Besarnya fekunditas spesies dipengaruhi oleh beberapa faktor, antara lain fertilitas, frekuensi pemijahan, perlindungan induk (parental care), kondisi lingkungan, kepadatan populasi, ketersediaan makanan, ukuran panjang dan bobot ikan, ukuran diameter telur, dan faktor lingkungan (Tampubolon, 2008).
Telur ikan adalah sel gamet betina yang mempunyai program perkembangan untuk menjadi individu baru, setelah program perkembangan tersebut diaktifkan oleh spermatozoa.

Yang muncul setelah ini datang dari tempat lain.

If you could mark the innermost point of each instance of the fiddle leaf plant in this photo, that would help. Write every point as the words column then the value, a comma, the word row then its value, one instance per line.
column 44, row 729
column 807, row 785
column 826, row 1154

Larva adalah stadium tertentu dari perkembangan individu yang memiliki pola perkembangan tidak langsung. Sifat struktur telur ikan antara lain adalah ukurannya besar, memiliki bungkus telur, memiliki mikrtofil, dan memiliki cadangan makanan. Sifat telur ikan secara umum adalah totipotensi yaitu memiliki kemampuan untuk berkembang menjadi suatu individu (Sistina,2006).

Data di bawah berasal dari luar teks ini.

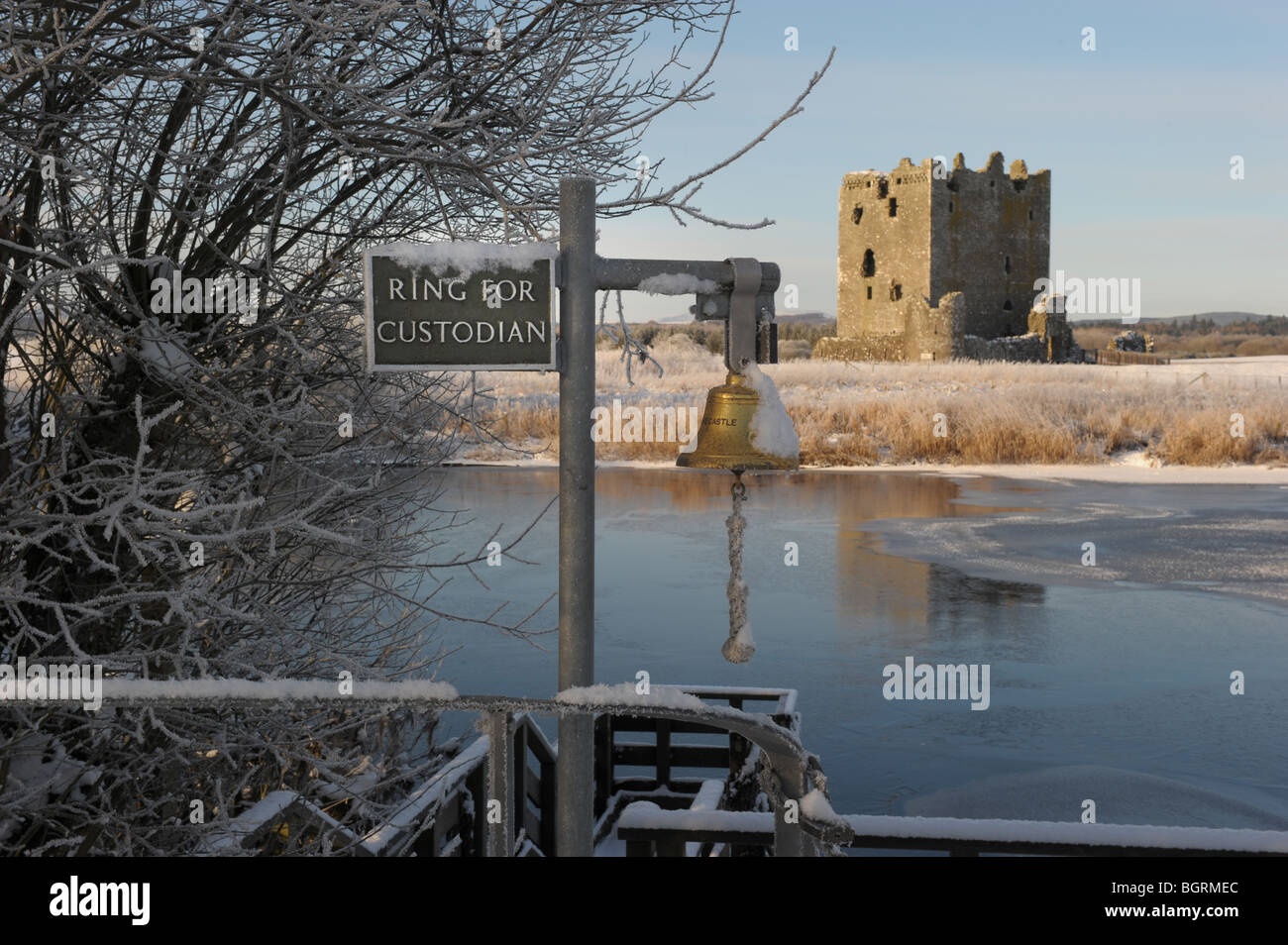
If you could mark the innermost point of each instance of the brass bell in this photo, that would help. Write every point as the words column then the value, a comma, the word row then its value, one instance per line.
column 724, row 434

Beberapa macam tanda yang dapat dipakai untuk menggolongkan telur ikan sehingga dapat membantu untuk pengenalan lebih lanjut. Diantara tanda-tanda tersebut adalah bentuk telur, butir minyak, warna, keadaan permukaan butir kuning telur (Delsman, 1992).

Tujuan
a.    Untuk mengetahui jumlah telur ikan.
b.    Untuk mengetahui ukuran telur terhadap perkembangan individu menjelang pemijahan.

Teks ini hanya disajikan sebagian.